As stocks sank yesterday from where they were when we posted Thursday’s report, bonds strengthened. As the day progressed and the major stock indexes continued their slide, bonds rallied and many lenders posted intraday improvements to their mortgage rates. The Dow eventually closed with a 266 point loss while the Nasdaq lost 129 points. What appeared to be a great day for the bond market and mortgage rates lost a little luster near the end of the day as the bond buying pulled back. Still, it ended up as a good session for bond traders and mortgage shoppers. And if we a similar pattern with stocks today, the downward move in mortgage rates should repeat itself again.
Bonds have made a nice move this week mostly as a result of stock weakness. The benchmark 10-year Treasury Note yield is currently at 2.61%, well below the 2.68 that appeared to be a resistance level. This is good news for mortgage shoppers because mortgage rates tend to follow bond yields and there doesn’t appear to be too heavy of a resistance level until we get down to the 2.4% area. My concern though is that this downward move has been triggered by stock losses and not weak results in key economic data. If stocks rebound, we could easily erase the recent flight-to-safety gains. Keep in mind, rates almost always spike higher much quicker than they drop lower. Therefore, enjoy the recent improvement but please proceed cautiously if still floating an interest rate and closing in the near future. If your closing data is set for the next week or two, I highly recommend locking a rate as soon as possible.

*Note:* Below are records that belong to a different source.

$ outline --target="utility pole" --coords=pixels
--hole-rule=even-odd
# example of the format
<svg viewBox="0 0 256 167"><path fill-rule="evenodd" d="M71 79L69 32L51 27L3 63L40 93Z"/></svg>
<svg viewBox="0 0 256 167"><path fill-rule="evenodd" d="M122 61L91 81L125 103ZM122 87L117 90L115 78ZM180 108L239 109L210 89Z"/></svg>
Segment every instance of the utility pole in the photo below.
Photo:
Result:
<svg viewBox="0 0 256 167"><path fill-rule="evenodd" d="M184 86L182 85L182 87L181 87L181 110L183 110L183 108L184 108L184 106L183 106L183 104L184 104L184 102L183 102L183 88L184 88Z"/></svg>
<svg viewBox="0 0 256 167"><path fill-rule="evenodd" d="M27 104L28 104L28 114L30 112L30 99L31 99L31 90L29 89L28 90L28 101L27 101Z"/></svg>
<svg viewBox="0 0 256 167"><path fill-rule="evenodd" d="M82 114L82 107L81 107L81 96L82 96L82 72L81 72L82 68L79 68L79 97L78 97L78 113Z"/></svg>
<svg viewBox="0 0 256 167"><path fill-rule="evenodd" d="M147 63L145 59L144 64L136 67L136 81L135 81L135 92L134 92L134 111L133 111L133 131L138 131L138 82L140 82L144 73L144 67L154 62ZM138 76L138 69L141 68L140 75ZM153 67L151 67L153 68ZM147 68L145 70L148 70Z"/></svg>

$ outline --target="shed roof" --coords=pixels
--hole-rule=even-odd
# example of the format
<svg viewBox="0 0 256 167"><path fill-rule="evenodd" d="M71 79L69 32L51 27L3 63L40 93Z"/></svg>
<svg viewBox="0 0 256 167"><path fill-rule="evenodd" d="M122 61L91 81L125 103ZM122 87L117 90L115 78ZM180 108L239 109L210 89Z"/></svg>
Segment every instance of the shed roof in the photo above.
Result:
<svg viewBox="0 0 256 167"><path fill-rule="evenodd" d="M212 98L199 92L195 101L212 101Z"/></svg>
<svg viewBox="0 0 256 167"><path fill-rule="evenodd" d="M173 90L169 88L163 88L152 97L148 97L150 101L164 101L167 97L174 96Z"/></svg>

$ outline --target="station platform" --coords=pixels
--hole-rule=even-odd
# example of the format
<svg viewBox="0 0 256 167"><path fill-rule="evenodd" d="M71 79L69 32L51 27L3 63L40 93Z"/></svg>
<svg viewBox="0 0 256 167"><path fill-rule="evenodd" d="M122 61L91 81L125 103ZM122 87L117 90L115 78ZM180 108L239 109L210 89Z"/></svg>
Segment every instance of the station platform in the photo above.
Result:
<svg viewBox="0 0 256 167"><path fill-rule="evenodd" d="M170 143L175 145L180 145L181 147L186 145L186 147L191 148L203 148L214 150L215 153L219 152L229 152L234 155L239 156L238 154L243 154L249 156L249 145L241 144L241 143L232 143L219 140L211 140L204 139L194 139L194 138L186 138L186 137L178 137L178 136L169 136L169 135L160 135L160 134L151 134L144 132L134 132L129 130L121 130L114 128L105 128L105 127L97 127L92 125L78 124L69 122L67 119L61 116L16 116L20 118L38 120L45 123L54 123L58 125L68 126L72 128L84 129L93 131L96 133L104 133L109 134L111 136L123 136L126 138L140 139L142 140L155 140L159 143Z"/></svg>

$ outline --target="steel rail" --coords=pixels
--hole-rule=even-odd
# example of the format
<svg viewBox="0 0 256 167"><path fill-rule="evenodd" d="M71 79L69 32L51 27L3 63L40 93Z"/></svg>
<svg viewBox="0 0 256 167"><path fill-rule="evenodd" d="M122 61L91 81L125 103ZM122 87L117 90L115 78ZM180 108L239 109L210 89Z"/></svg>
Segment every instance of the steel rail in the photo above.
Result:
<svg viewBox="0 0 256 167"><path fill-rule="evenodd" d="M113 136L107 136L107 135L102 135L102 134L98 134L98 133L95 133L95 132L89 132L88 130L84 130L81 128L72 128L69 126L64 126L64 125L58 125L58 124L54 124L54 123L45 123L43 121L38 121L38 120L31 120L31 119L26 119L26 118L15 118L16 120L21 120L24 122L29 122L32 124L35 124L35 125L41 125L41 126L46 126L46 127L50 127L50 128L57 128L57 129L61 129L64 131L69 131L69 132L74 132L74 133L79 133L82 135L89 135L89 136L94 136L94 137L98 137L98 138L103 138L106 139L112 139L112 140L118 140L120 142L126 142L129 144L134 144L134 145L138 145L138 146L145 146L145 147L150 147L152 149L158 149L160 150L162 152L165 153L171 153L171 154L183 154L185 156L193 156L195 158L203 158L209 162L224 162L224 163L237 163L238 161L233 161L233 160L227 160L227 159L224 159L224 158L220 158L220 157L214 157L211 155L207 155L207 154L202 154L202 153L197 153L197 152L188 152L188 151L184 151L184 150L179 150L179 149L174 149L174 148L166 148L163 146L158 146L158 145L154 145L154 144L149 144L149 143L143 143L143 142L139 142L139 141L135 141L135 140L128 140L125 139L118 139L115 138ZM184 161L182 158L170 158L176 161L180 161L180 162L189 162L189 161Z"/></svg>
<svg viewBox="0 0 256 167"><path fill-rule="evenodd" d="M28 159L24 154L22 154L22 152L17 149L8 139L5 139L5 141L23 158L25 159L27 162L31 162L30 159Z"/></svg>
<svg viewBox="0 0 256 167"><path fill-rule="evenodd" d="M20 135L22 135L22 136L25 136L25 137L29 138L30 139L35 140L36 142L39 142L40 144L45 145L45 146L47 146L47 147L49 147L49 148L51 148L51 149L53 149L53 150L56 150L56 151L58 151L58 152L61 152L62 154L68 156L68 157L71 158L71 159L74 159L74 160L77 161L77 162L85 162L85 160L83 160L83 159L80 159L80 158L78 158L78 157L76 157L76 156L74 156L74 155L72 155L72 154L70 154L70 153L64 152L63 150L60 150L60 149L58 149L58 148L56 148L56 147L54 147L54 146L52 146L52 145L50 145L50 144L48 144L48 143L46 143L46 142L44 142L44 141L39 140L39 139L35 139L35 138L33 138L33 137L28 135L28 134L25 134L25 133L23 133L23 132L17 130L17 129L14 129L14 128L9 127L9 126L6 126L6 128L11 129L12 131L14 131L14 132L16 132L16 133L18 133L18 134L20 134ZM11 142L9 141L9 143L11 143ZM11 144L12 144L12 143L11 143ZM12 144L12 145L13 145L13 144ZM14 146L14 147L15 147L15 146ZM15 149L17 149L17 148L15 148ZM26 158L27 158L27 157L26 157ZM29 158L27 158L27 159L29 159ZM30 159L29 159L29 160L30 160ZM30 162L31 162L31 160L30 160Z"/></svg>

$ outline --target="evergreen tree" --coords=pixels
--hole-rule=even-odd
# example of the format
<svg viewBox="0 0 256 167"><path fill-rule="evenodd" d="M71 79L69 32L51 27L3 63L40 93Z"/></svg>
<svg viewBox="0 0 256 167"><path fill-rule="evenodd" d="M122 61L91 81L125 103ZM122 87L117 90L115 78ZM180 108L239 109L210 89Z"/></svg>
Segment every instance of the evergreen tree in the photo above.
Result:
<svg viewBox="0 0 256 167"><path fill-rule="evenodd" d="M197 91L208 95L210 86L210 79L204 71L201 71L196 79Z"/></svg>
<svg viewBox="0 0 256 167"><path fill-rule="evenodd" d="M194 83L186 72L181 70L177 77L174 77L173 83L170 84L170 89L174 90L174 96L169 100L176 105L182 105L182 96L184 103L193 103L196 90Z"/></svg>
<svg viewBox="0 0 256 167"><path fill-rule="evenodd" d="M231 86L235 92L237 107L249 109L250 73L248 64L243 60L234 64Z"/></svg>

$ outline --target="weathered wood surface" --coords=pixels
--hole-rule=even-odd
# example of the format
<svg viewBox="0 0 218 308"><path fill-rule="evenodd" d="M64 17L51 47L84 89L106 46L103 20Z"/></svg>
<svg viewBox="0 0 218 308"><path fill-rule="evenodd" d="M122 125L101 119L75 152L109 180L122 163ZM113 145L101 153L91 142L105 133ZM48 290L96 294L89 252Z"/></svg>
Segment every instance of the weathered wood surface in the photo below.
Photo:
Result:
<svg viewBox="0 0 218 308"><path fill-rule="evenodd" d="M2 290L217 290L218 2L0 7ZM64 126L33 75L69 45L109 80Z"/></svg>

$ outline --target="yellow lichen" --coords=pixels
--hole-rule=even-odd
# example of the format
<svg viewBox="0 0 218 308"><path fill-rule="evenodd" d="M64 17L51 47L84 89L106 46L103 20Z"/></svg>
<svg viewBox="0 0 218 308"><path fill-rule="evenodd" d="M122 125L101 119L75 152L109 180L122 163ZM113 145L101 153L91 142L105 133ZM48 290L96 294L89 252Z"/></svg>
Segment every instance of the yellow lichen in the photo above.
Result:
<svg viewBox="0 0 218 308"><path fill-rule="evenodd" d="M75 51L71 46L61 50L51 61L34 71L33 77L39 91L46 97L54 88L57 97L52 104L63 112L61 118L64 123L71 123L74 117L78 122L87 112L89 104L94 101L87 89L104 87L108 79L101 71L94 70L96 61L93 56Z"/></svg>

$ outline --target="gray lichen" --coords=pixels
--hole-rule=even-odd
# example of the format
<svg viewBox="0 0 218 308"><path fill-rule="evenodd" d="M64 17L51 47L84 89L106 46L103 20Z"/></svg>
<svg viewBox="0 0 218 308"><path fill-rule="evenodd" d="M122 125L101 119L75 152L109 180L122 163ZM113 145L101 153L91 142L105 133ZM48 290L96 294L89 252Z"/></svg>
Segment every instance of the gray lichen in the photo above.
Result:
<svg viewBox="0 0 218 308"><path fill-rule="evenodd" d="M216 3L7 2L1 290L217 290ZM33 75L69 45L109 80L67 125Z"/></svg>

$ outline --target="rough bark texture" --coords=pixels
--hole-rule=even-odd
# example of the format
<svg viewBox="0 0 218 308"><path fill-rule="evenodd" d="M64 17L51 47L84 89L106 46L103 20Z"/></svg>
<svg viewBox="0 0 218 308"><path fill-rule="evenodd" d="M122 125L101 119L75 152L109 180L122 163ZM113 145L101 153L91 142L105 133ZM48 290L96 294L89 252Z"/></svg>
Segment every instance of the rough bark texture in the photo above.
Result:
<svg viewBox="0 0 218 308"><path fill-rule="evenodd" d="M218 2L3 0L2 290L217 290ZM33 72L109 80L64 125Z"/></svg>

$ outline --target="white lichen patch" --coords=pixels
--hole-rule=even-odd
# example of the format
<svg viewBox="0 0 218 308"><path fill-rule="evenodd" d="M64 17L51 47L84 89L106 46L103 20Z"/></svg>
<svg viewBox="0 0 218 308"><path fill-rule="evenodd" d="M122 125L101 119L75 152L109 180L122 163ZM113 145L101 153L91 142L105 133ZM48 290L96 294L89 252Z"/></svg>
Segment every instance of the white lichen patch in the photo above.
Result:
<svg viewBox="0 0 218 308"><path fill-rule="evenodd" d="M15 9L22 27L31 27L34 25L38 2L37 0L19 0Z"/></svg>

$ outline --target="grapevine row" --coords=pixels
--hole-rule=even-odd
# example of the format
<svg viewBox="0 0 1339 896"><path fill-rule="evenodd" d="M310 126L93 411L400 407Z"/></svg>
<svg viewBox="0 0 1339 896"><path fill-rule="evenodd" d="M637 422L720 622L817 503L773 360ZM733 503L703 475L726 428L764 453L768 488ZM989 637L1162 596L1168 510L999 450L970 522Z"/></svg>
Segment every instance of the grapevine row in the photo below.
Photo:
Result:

The Labor Department gave us the first of this morning’s two economic reports when they posted March’s Producer Price Index (PPI) at 8:30 AM ET. Their announcement of a 0.5% increase in the overall PPI and a 0.5% rise in the core data is a head-turner. Especially when analysts were expecting to see a 0.1% increase in both readings. Does this mean that inflation is rising rapidly and the bond market should be concerned? Not exactly because recent changes to how the PPI is calculated has made it difficult to predict its results. The sizable increase is certainly worth watching, but fortunately for mortgage rates the variance from forecasts doesn’t seem to be of much concern this morning.
Late this morning, the University of Michigan posted their Index of Consumer Sentiment for April. It revealed a reading of 82.6 that was higher than forecasts and its highest level since last July. The increase indicates surveyed consumers were more optimistic about their own financial and employment situations than many had thought. That makes the data negative for the bond and mortgage markets because rising confidence usually means consumers are more apt to spend money and make large purchases. Since consumer spending makes up over two-thirds of the U.S. economy, we should consider the results bad news for mortgage rates.
Next week is moderately busy with a small handful of relevant economic reports set for release. It is worth noting though that a couple of those reports are more important than others and it is a holiday-shortened week. One of the more important releases we get each month, Retail Sales, will be posted early Monday morning. It will give us insight into consumer spending activity that fuels economic growth.